In Brief

6 June 2013

China Studying Prospect of Joining TPP Talks, Ministry Says

China is analysing the advantages and disadvantages of joining the Trans-Pacific Partnership (TPP) Agreement, according to a statement released last week by the country's Ministry of Commerce. The announcement comes just over a month after Japan was invited to join the 11-country group currently negotiating the pact. (See Bridges Weekly, 25 April 2013)

Should Beijing eventually seek membership in the pact, all current members would have to sign off on China's entry. While many analysts have suggested that the TPP is being developed to help respond to the Asian economy's growing trade prowess, members have repeatedly said that Beijing is not being pre-emptively blocked from the talks. TPP countries welcome "any nation willing to meet the 21st century standards of the TPP - including China," then-US Secretary of State Hillary Clinton said last November.

Members have said that the TPP could serve as a template for a wider agreement that would encompass all 21 countries of the Asia-Pacific Economic Cooperation (APEC) Forum.  China is currently involved in another process with 15 other countries - including some TPP members - to negotiate a Regional Comprehensive Economic Partnership, with a similar goal.

Current TPP members are aiming to bring the talks to a close by the end of this year, though trade observers have suggested that the process could drag out until early 2014.

ICTSD reporting; "China to study possibility of joining U.S.-led trade talks," REUTERS, 30 May 2013; "China to study joining U.S.-led trade accord after Japan added," BLOOMBERG, 30 May 2013.

Canada, EU Aim for June Agreement

Negotiations between the EU and Canada for a bilateral pact are in their final stage after almost four years of negotiations, officials said last week. The completion date for the agreement has been pushed back several times due to differences on issues such as public procurement, Canadian access to the EU's beef market, and intellectual property issues regarding pharmaceuticals.

Rumours have surfaced that the two sides are considering announcing an agreement "in principle" later this month, even if the full agreement has not been clinched by that time.

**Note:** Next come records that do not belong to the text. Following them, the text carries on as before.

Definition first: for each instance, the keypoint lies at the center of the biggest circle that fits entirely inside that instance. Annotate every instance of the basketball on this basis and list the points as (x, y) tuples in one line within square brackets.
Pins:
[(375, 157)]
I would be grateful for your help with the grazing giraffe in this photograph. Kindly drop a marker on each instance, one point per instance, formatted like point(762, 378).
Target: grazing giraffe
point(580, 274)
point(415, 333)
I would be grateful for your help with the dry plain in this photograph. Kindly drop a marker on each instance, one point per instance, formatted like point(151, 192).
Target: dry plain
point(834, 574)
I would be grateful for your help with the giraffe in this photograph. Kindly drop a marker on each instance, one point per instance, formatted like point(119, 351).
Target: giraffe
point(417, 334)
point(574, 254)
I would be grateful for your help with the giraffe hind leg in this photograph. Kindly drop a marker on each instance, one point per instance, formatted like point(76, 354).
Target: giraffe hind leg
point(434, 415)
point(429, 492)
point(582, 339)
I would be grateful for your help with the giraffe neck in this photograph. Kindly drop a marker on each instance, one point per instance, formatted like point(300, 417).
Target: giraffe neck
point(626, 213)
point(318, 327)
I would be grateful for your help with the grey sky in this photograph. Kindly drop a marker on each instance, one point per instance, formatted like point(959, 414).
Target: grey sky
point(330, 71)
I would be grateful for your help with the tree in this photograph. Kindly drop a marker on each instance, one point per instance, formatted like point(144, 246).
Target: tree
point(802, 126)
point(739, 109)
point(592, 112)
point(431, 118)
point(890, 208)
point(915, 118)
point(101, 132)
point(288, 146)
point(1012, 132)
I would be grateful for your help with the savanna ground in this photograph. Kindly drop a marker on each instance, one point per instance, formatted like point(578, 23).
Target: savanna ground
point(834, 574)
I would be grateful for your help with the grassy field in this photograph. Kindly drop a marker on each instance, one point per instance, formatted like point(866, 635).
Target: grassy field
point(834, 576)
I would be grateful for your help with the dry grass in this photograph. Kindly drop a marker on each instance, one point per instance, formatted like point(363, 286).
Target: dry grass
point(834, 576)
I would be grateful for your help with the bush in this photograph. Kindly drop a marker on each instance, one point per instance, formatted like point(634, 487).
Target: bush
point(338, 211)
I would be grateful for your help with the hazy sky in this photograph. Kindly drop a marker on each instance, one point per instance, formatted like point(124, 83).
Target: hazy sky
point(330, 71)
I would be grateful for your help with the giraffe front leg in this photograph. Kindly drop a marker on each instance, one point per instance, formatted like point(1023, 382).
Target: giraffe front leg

The rush to conclude the Canadian-EU Agreement by June comes as Brussels prepares to shift its focus to the formal launch of its planned negotiations with Washington, which is expected in time for this month's G-8 summit in Northern Ireland.

ICTSD reporting; "Canada and EU down to final issues in trade talks," CBC NEWS, 31 May 2013; "Canada-EU trade talks at crucial stage," THE GLOBE AND MAIL, 31 May 2013; "Canada Finance Minister: Canada-EU Free Trade Discussions ‘at very serious level'," WALL STREET JOURNAL, 13 May 2013.

EU Officials Warn of Possible WTO Complaint Against Russia

EU officials warned last week that they are considering lodging a WTO complaint against Russia this summer, in what would - if launched - mark Moscow's first dispute at the global trade arbiter since its 2012 accession.

The proposed complaint would target a Russian law that imposes an "utilisation fee" of five percent of the sale price on foreign manufacturers in order to cover the cost of recycling cars and imported agricultural machinery. Domestic producers, however, are not required to pay the duty.

The law "clashes with the most basic WTO rules," EU Trade Commissioner Karel De Gucht has said. EU officials reportedly plan to discuss the subject during next week's bilateral summit in Yekaterinburg, though Russian Ambassador Vladimir Chizhov has called it a "non-issue" given Moscow's plans to address the subject domestically.

Russian authorities were warned earlier this year that Brussels would start proceedings by 1 July if Moscow did not change the law. While Russia submitted a bill to its State Duma last Friday that, if passed, would apply the fee indiscriminately towards domestic and foreign manufacturers, EU officials have said that the law must be approved by their deadline in order for Brussels to abandon plans to file a dispute.

The explanatory note attached to the Russian legislation notes that the bill is geared toward reconciling domestic law with the country's WTO commitments, in order to avoid potential disputes at the organisation. (See Mosty, 31 May 2013)

ICTSD reporting; "Russia faces WTO Action over Auto Scrap Tax," THE WALL STREET JOURNAL, 1 June 2013.